Соня замерла. Нахмурила брови. Кажется, она даже перестала дышать: как будто ей на плечо села невидимая бабочка и она боялась её спугнуть. Мы с Мишкой тоже не шевелились. И вдруг Соня вскочила. Книжная пирамида с грохотом рухнула на пол.

– Точно, с лапшой! Как это я забыла. – Дрожащими руками Соня шарила по карманам. На раскрытые книги полетела обёртка от шоколадки, точилка, грецкий орех, воздушный шарик, засохшая колбасная шкурка. Наконец Соня выудила огрызок цветной бумаги, на котором было что-то написано.

– Вот! Слушайте! Ну что, теперь поняли?!

Если честно, ничегошеньки мы не поняли. Мы просто стояли и ждали, что́ будет дальше. И дождались.

– Надо набрать сто! девяносто!! девять!!!

Смятый огрызок цветной бумаги приземлился на грецкий орех.

А потом Соня что-то повернула на велосипедном замке: трик! трэк! трак!!!

И замок расстегнулся.

– Всё? – тихо спросил Мишка.

– Ага, – так же тихо ответила Соня.

Она осторожно сделала шаг в сторону. Один. Другой. Третий. И вдруг вскочила на диван и стала прыгать.

Вверх-вниз, вверх-вниз.

Пружины гудели.

Старый диван раскачивался и дребезжал. Ещё немного – и он развалится на кусочки! Но Соне было уже всё равно. Она прыгала, прыгала, прыгала. Красная, потная, растрёпанная, счастливая, бешеная.

– И что эти цифры значат? – крикнул Мишка.

– Мой день рождения! Девятнадцатое сентября! – проорала Соня, взлетая к потолку.

– А при чём тут Пушкин?!

– Как при чём?! – возмутилась Соня и, раскинув руки, рухнула на диван. – Я про Пушкина читала. И у меня сочинился стих. Вы что, не понимаете?! Значит, я тоже поэт…

– Вот она, женская логика, – хмыкнул Мишка. – Если бы не мой суп, ты бы точно до старости с этим замком просидела.

Наконец мы смогли уйти на кухню – все вместе!

Соня сделала гору бутербродов и на радостях открыла вишнёвый компот.

А парик мы переселили на банку с помидорами.

– Жалко, что у нас только шесть добрых дел, – вздохнула Соня, вылавливая со дна банки пригоршню ягод.

– Почему шесть? – удивилась я. – А письменный стол? Ты же его убрала!

– Вот я балда! Это же было первое доброе дело…

– Ага, – кивнул Мишка. – Без него вообще ничего бы не получилось!

– Значит, так, – скомандовала Соня, – мы его быстро фотографируем – и всё. Больше НИКАКИХ добрых дел от меня не ждите. Никогда! Ну, недели две точно.

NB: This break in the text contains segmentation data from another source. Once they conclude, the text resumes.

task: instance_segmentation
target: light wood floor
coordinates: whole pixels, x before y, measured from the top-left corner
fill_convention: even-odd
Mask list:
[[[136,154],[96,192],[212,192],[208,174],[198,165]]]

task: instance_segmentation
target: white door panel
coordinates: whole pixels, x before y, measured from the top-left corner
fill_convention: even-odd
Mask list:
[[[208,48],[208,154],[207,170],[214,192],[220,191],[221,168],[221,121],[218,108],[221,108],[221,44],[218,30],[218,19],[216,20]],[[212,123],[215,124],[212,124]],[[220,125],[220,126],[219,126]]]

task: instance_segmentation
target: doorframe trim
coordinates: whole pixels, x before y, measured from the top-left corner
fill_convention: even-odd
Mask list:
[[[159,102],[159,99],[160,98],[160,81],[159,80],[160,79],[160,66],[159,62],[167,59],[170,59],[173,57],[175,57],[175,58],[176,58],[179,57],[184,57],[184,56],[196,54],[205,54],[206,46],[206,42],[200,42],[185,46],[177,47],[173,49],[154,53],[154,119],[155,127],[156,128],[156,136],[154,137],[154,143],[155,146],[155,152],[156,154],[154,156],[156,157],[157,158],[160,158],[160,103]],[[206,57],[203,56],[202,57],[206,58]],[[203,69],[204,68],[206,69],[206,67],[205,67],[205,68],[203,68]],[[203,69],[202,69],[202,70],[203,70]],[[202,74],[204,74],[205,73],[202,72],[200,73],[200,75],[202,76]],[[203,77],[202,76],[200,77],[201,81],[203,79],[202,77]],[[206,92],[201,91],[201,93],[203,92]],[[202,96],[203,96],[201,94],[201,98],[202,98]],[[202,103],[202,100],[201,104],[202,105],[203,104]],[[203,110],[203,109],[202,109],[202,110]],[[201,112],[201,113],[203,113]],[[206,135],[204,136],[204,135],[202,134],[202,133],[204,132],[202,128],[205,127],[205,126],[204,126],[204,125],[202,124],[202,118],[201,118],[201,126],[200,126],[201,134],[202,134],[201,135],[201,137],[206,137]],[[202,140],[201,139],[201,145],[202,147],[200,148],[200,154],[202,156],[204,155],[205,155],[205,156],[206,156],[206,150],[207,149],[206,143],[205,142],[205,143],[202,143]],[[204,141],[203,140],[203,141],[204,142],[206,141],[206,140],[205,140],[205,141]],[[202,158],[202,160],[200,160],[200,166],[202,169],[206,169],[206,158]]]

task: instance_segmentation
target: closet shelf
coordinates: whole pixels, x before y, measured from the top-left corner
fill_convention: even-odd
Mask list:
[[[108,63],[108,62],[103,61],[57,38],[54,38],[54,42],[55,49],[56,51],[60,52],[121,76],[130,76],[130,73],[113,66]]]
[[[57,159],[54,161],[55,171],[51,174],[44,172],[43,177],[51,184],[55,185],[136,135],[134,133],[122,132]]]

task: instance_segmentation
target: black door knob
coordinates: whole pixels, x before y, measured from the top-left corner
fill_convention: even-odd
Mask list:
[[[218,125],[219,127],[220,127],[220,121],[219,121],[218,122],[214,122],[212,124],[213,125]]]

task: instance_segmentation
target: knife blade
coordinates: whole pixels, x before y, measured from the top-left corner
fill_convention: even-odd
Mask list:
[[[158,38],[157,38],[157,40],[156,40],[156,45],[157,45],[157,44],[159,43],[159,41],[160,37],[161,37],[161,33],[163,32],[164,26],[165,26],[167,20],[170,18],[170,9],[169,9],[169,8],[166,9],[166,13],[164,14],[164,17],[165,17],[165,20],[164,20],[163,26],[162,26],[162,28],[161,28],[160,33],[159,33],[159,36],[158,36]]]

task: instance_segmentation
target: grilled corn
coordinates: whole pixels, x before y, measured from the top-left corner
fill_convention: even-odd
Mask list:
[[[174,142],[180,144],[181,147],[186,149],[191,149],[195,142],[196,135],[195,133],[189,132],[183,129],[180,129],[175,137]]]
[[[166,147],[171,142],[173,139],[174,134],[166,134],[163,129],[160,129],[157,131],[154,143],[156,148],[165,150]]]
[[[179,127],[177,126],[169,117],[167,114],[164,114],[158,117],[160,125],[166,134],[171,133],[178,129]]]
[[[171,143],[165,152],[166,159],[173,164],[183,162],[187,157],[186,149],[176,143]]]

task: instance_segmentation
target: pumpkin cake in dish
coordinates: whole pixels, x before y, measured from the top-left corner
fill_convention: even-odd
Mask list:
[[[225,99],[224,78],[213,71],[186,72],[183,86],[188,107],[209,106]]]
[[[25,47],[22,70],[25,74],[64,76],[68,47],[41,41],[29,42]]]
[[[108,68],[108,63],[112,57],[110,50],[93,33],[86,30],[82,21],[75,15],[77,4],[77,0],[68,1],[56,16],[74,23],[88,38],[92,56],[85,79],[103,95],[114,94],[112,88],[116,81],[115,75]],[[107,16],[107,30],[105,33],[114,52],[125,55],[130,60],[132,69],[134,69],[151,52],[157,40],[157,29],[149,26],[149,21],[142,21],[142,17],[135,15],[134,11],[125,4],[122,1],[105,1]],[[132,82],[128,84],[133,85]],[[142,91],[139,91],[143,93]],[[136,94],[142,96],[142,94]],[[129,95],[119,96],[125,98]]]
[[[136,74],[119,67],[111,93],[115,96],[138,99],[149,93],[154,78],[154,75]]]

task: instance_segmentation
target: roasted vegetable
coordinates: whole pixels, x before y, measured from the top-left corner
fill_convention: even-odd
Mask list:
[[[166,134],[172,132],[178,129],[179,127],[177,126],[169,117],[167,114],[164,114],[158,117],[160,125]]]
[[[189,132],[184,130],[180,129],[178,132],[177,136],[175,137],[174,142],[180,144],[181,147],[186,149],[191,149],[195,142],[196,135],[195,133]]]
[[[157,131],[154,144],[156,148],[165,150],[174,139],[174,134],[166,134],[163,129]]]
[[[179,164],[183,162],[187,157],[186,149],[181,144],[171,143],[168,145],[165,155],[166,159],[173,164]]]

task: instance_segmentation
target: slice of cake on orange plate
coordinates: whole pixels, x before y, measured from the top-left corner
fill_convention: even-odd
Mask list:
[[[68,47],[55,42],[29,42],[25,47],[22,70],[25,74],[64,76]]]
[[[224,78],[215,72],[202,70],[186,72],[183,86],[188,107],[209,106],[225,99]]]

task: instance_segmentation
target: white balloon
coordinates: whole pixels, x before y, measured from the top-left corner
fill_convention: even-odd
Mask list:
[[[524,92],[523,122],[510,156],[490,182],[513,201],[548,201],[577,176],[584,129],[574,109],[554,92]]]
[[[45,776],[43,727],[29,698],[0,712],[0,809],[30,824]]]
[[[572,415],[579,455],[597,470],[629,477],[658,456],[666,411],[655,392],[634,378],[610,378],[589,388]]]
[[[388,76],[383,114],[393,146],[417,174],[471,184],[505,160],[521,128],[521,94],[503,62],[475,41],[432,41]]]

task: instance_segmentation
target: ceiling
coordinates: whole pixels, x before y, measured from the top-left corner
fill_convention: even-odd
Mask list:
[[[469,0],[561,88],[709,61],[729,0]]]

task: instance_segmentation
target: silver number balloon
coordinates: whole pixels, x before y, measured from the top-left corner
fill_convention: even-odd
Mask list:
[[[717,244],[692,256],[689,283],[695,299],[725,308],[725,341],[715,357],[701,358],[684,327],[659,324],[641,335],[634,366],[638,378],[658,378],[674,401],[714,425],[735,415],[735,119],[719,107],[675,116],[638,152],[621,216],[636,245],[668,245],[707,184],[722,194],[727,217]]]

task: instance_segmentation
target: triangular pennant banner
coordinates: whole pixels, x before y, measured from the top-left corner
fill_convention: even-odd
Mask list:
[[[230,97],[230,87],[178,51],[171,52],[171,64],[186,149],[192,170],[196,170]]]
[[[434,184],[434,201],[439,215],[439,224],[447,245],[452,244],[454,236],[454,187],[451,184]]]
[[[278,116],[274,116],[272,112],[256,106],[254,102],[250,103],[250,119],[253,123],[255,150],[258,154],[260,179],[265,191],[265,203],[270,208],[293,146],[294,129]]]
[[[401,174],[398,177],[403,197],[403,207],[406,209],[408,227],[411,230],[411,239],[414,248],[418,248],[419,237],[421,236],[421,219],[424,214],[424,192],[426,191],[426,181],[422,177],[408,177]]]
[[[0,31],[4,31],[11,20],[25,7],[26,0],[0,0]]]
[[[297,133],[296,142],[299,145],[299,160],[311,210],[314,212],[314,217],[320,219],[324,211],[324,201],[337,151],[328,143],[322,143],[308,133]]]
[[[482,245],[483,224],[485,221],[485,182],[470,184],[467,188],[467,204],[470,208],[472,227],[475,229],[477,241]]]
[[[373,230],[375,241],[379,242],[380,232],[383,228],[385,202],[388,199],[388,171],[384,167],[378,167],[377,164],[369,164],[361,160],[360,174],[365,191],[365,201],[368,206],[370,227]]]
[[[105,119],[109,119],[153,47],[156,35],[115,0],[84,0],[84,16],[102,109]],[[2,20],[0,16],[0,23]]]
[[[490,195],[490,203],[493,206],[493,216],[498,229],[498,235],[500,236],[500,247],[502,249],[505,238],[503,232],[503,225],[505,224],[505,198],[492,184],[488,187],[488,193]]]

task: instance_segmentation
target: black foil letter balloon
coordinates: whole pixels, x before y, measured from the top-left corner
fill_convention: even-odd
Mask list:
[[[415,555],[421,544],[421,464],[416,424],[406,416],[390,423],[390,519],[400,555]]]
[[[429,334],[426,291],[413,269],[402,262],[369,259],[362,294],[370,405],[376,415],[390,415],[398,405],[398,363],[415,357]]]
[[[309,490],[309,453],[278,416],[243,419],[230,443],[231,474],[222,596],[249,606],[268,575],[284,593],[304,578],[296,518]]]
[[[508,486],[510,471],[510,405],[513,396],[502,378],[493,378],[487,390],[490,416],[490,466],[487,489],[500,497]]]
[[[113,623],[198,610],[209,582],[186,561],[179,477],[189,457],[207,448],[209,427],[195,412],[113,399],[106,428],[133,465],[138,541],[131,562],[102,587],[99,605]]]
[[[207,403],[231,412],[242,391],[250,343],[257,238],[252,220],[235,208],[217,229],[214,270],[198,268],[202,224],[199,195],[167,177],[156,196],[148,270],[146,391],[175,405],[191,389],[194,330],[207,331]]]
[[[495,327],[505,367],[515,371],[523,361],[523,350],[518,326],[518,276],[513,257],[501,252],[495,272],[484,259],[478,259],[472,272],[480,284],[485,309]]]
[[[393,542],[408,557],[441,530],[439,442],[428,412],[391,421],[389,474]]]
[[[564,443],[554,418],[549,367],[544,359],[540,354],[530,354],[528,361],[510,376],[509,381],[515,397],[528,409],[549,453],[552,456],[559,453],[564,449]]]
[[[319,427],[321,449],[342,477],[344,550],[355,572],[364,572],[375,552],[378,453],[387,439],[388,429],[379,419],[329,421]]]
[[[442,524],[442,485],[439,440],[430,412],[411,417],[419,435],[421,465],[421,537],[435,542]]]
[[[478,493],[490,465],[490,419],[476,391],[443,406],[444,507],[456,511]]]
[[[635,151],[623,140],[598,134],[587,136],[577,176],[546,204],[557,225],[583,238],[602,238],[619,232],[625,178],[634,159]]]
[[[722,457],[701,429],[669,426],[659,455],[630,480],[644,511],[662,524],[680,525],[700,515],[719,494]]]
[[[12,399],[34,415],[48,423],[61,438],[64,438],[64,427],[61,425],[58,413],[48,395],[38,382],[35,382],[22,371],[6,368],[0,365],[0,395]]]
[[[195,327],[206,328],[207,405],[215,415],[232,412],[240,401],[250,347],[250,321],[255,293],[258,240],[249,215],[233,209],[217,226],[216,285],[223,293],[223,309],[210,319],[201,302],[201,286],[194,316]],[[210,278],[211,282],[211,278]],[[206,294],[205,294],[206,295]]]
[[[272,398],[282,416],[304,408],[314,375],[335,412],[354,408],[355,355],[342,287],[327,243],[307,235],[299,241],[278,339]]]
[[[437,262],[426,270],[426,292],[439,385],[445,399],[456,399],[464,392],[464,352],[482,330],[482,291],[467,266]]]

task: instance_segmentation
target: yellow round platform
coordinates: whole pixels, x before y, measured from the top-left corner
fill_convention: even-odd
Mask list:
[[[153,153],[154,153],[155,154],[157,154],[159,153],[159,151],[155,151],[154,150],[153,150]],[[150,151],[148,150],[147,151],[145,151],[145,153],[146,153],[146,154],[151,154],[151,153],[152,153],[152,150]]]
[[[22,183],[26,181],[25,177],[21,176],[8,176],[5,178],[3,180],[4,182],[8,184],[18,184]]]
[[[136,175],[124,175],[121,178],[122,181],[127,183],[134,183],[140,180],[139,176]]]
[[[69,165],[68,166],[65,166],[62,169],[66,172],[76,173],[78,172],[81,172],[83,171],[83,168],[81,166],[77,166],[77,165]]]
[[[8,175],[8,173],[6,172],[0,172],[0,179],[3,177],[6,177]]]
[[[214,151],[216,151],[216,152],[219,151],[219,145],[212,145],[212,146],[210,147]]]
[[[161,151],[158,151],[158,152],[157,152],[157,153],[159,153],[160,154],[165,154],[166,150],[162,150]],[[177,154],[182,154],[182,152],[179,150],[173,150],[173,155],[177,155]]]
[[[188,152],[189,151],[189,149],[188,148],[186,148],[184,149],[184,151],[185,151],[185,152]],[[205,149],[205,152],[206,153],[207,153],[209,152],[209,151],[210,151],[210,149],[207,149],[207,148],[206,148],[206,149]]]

Оказывается, кроме вредных привычек бывают ещё и полезные. Только почему-то про это никто не рассказывает. Может, потому, что таких правильных людей на свете немного, всего трое: Мишка, Соня и я.

Мы так долго делали добрые дела, что по привычке вытерли со стола крошки. И даже убрали недопитый компот в холодильник. Просто кошмар какой-то. Неужели нам теперь всю жизнь мучиться?!

– Ладно, – устало вздохнул Мишка, – пойду я домой. Вдруг я там тоже что-нибудь хорошее сделаю. Может, полы подмету…

– Лучше ложись спать, – посоветовала Соня, – а то так и останешься навсегда таким… идеальным.

Мишка испуганно посмотрел на неё:

– Думаешь, поможет?

– А если ему потом опять расхочется всё делать? – спросила я.

Я-то Мишку хорошо знаю. Он двести раз обещал маме разобрать завалы в шкафу и всё равно забывал.

– Ну-у-у… – загадочно прищурилась Соня, – если совсем лениво станет, есть одно средство.

Ага. Сказать что-нибудь непонятное и убежать – любимый Сонин приём.

Мы с Мишкой и удивиться не успели, а она уже влетела в кухню. Подскочила к Мишке и протянула ему… велосипедный замок.

– Держи!

Мишка испуганно попятился:

– Зачем это мне?!

– Пригодится, – кивнула Соня. – Вдруг тебе скажут картошку почистить. Или нужно будет сто примеров по математике решить. ЭТО тебе точно поможет. У Пушкина знаешь сколько друзей было? И Гоголь, и ещё… как его… Лермонтов. Главное, не забудь, про кого из них ты думал, когда замок закрывал. И всё будет хорошо!